Klub z Kijowa wykupił napastnika Vladislava Blanutę z rumuńskiego FC U Craiova. Transfermarkt podaje, że kwota tego transferu wyniosła dwa miliony euro.
Niedługo potem w Ukrainie wybuchła burza. Okazało się bowiem, że media społecznościowe piłkarza są wręcz wypełnione prorosyjskimi materiałami. Udostępniał on nawet filmy z Władimirem Putinem. Niektórzy kibice zaczęli się domagać, by Dynamo Kijów rozwiązało kontrakt z piłkarzem.
ZOBACZ WIDEO: #dziejesiewsporcie: nagrywał Messiego na ulicy. Tak zareagował gwiazdor
Sam Blanuta próbował załagodzić sytuację i nagrał krótki film skierowany do fanów. - Drodzy Ukraińcy! Szczycę się tym, że będę grał dla Dynama, że będę grał w Ukrainie. Sława bohaterom, sława Ukrainie, Ukraina wygra - mówił. Słowa te brzmią jednak groteskowo w kontekście treści, które jeszcze do niedawna udostępniał.

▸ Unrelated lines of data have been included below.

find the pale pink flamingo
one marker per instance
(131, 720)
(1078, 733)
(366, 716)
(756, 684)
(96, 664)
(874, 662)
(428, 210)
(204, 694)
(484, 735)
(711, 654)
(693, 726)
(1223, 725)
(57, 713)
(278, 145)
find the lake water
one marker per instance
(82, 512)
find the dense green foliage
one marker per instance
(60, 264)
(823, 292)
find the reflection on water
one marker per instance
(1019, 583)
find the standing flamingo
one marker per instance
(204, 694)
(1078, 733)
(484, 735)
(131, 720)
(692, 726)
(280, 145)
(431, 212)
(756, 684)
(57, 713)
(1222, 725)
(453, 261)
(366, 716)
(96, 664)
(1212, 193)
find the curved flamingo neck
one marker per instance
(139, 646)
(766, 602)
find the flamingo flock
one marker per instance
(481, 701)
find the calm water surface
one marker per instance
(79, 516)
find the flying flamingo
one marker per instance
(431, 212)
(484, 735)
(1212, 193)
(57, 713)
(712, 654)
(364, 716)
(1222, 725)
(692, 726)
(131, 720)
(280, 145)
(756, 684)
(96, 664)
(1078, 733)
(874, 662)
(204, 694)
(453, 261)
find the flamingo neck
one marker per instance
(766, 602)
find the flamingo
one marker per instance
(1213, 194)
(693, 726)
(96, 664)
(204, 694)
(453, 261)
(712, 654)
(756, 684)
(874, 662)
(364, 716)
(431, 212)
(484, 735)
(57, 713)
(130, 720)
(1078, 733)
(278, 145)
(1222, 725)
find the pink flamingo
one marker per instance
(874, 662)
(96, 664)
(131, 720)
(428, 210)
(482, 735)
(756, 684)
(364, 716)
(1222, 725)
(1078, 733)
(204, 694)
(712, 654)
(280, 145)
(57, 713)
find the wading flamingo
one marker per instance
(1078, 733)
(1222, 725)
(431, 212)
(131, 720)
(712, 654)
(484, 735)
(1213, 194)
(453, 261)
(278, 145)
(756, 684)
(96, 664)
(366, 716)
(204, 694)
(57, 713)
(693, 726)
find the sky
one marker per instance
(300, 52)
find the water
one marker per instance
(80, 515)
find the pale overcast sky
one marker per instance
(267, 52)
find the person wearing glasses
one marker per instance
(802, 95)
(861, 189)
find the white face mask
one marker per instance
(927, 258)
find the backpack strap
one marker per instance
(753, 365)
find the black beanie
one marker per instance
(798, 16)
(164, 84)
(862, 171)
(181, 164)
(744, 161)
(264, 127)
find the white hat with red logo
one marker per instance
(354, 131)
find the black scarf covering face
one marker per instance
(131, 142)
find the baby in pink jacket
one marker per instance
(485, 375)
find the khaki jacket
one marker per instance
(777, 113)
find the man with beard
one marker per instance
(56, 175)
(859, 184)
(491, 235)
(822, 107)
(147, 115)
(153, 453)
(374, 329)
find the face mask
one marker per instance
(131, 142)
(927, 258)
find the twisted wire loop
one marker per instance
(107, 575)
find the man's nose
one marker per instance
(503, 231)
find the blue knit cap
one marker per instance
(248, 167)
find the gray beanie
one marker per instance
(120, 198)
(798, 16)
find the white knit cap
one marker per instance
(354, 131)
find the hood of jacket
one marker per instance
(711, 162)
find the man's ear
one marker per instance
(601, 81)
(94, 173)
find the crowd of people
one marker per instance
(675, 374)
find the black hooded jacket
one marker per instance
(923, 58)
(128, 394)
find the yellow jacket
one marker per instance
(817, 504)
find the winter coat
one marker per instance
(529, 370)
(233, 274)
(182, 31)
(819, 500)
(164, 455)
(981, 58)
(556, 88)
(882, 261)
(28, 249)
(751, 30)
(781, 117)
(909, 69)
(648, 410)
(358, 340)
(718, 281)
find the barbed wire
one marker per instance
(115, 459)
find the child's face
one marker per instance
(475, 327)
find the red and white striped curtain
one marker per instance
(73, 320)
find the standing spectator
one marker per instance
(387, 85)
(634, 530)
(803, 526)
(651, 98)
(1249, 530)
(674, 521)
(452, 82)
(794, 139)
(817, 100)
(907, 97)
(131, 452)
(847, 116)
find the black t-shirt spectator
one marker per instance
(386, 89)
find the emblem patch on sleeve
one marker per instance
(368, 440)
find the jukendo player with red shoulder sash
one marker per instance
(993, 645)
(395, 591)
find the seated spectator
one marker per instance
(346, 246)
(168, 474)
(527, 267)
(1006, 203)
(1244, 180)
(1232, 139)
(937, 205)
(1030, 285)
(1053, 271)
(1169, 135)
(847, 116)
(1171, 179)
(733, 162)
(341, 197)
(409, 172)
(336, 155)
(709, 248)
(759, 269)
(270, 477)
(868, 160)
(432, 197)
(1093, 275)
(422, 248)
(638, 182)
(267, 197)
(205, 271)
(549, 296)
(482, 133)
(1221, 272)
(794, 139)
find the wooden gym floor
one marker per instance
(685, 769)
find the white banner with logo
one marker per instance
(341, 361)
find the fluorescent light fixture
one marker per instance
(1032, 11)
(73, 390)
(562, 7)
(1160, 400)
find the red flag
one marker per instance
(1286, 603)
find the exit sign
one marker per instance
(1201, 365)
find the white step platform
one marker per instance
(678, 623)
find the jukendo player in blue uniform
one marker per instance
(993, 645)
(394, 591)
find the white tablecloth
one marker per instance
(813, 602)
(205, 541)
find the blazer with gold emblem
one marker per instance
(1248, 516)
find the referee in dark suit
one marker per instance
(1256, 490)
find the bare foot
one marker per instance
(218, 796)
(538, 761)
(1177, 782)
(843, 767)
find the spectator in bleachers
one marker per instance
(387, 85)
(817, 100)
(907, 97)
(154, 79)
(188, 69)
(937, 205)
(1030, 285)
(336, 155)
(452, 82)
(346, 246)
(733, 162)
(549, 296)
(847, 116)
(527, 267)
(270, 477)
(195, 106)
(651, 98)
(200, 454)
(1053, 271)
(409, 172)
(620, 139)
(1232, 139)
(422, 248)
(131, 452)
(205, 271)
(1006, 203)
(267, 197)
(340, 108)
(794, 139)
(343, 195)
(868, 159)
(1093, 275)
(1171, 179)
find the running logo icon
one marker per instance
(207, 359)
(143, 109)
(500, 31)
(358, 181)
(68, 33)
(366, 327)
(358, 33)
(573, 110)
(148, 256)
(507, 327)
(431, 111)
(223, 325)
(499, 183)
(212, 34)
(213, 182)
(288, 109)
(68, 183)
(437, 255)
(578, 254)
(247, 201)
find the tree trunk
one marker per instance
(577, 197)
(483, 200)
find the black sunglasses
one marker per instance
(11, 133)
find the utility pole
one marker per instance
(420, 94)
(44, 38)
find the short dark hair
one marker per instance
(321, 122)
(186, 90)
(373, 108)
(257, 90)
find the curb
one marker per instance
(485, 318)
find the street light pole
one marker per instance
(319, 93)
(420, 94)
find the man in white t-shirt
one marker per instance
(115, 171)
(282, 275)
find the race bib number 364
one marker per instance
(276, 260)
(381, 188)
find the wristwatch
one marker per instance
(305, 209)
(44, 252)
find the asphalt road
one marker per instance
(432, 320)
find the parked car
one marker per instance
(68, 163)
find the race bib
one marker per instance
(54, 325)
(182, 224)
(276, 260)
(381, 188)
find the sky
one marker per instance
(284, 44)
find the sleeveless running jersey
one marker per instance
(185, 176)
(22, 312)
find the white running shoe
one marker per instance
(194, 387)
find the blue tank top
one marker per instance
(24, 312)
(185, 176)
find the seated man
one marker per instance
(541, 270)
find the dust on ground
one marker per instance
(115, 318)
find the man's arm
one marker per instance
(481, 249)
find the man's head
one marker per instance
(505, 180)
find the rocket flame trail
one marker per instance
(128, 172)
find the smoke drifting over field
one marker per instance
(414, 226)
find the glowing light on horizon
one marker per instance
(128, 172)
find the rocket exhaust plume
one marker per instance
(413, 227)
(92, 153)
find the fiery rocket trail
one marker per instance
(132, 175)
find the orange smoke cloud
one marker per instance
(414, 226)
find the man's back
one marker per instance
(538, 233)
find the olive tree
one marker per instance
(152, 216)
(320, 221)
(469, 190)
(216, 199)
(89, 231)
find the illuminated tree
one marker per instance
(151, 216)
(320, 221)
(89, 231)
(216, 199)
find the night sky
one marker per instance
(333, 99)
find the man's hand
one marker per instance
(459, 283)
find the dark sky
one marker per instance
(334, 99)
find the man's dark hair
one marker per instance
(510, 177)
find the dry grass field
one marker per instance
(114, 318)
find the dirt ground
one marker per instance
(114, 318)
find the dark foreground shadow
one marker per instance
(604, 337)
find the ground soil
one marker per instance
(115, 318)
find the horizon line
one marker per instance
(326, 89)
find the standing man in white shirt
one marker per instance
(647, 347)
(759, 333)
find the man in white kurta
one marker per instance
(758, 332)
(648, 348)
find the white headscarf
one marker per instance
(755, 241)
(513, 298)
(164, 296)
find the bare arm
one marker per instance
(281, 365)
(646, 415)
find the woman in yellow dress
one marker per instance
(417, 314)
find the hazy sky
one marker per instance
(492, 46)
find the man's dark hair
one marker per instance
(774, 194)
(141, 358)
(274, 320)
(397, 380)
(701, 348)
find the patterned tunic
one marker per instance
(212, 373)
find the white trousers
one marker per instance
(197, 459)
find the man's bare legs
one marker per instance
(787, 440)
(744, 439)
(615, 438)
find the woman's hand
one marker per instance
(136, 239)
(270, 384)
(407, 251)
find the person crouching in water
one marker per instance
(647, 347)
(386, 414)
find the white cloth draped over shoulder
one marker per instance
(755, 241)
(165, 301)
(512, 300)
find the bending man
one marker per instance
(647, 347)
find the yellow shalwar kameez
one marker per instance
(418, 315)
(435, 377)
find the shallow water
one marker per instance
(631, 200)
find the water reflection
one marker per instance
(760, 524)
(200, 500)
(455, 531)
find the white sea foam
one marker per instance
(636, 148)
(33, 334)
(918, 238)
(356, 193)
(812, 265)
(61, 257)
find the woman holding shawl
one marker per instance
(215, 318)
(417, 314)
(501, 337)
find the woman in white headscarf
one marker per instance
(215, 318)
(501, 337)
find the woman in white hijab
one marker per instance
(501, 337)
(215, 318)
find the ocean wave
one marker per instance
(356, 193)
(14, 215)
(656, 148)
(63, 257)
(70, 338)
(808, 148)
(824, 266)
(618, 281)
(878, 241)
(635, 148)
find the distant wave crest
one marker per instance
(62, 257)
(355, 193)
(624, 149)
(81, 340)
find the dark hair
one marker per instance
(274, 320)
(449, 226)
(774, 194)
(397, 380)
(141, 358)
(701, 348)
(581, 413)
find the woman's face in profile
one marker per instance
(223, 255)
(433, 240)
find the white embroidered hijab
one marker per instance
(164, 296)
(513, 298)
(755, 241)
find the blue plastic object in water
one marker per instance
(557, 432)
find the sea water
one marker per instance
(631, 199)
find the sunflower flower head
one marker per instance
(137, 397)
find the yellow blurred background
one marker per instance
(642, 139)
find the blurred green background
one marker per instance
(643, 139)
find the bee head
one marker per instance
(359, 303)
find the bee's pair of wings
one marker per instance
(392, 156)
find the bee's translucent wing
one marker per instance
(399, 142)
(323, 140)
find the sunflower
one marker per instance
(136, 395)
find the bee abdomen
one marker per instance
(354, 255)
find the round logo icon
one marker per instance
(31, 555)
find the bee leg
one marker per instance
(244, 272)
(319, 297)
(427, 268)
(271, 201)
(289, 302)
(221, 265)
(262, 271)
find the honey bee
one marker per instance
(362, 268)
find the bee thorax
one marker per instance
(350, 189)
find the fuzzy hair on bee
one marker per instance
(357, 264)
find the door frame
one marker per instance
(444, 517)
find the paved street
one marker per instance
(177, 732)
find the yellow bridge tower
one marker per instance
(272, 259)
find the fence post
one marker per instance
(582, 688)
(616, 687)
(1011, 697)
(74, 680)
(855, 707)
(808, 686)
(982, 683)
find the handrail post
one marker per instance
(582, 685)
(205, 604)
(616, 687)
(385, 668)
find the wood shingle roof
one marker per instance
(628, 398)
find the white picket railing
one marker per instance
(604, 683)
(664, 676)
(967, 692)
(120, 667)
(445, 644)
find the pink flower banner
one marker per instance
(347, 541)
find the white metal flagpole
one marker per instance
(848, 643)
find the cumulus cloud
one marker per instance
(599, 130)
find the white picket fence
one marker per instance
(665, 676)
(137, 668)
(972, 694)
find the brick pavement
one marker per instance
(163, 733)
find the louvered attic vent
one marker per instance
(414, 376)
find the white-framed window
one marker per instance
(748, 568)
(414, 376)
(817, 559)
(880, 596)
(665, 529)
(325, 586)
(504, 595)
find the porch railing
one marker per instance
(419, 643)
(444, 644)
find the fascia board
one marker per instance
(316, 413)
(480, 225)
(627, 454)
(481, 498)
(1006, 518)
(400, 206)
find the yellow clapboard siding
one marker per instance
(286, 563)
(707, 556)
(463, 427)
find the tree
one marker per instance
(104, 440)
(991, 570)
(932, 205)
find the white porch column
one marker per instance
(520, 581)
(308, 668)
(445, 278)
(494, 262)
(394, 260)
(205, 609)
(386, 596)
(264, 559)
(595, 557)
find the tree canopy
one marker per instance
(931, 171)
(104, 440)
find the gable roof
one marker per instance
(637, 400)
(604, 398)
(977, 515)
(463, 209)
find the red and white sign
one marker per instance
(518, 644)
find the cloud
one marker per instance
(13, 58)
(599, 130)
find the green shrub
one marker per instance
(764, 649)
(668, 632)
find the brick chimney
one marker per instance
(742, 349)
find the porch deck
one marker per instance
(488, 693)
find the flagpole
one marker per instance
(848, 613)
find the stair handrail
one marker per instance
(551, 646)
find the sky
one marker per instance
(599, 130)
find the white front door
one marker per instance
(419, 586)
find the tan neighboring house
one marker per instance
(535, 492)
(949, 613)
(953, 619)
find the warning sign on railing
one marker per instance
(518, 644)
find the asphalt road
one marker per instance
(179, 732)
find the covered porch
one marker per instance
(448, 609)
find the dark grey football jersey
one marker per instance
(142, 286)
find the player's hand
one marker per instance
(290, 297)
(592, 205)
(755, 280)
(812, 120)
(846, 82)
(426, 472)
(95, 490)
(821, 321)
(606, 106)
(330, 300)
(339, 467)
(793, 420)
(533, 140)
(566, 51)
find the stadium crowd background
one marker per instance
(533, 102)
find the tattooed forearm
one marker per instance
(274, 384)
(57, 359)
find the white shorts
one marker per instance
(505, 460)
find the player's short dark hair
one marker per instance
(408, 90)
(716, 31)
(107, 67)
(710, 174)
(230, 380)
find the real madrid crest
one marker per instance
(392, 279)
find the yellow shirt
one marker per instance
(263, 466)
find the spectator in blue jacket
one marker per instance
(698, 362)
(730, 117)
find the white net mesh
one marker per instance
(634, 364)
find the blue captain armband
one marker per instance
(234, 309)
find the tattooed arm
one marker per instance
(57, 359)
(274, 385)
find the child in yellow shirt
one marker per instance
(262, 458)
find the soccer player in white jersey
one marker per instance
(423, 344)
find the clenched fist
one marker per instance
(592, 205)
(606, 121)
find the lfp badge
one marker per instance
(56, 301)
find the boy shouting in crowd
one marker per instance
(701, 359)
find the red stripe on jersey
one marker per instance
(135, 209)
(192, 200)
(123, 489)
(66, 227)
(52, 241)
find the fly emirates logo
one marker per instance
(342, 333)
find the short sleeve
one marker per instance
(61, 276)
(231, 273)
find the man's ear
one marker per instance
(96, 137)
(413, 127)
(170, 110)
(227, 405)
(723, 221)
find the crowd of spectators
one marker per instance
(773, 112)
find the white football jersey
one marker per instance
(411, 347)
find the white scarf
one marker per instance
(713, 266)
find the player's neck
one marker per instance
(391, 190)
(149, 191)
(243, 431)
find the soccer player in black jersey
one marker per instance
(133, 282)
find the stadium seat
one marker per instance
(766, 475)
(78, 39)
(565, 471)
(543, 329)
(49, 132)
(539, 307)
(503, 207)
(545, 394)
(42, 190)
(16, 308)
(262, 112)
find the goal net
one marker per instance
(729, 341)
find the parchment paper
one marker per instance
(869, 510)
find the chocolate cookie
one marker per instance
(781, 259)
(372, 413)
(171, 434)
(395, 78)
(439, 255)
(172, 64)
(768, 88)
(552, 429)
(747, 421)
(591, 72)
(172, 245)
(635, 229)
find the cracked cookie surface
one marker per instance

W czwartek Dynamo wydało oficjalne oświadczenie, w którym odniosło się do całej sytuacji. Klub podkreślił, że nie akceptuje wśród swoich piłkarzy postaw sprzecznych z interesem Ukrainy. Jednocześnie przekazano, że przeprowadzono rozmowę z Blanutą, która rzekomo uzmysłowiła mu jego błędy.
"Transfer Vladislava Blanuțy został sfinalizowany w ostatnich minutach okna transferowego i był powiązany z przejściem Władysława Wanata do Girony. Podczas negocjacji z piłkarzem nigdy nie było wątpliwości co do jego postawy - jasno wyraził swoje poparcie dla Ukrainy i chęć gry w Dynamie" - czytamy w komunikacie.
"Gdy tylko pojawiły się informacje o pewnych niedopuszczalnych treściach w mediach społecznościowych związanych z piłkarzem, klub przeprowadził kontrolę i ponownie odbył rozmowy z zawodnikiem. Potwierdził on swoje proukraińskie stanowisko i uznał wcześniejsze błędy. Vladislav obecnie naprawdę rozumie rzeczywistą sytuację, w pełni wspiera Ukrainę i jest dumny z możliwości gry tutaj" - przekazano.
"Dla Dynama Kijów nie ma kompromisów, jeśli chodzi o stosunek naszych sportowców do najbardziej wrażliwych kwestii życia Ukrainy. Klub nie zaakceptuje żadnego odstępstwa od w pełni patriotycznej postawy i natychmiast zakończy współpracę z każdym zawodnikiem, jeśli taka sytuacja miałaby miejsce" - dodano.
Podkreślono również, że w najbliższym czasie na kanale Dynama ma zostać opublikowany obszerny wywiad z Blanutą. Piłkarz ma w nim szczegółowo odnieść się do swoich obecnych poglądów i materiałów publikowanych w mediach społecznościowych.
Co ciekawe, w ostatnich dniach mówiło się o tym, że pozyskanie 23-latka poważnie rozważał Raków Częstochowa. Serwis weszło.pl informował, że Rumun miał zastąpić Jonatana Brauta Brunesa, który był łączony z przenosinami do Slavii Praga.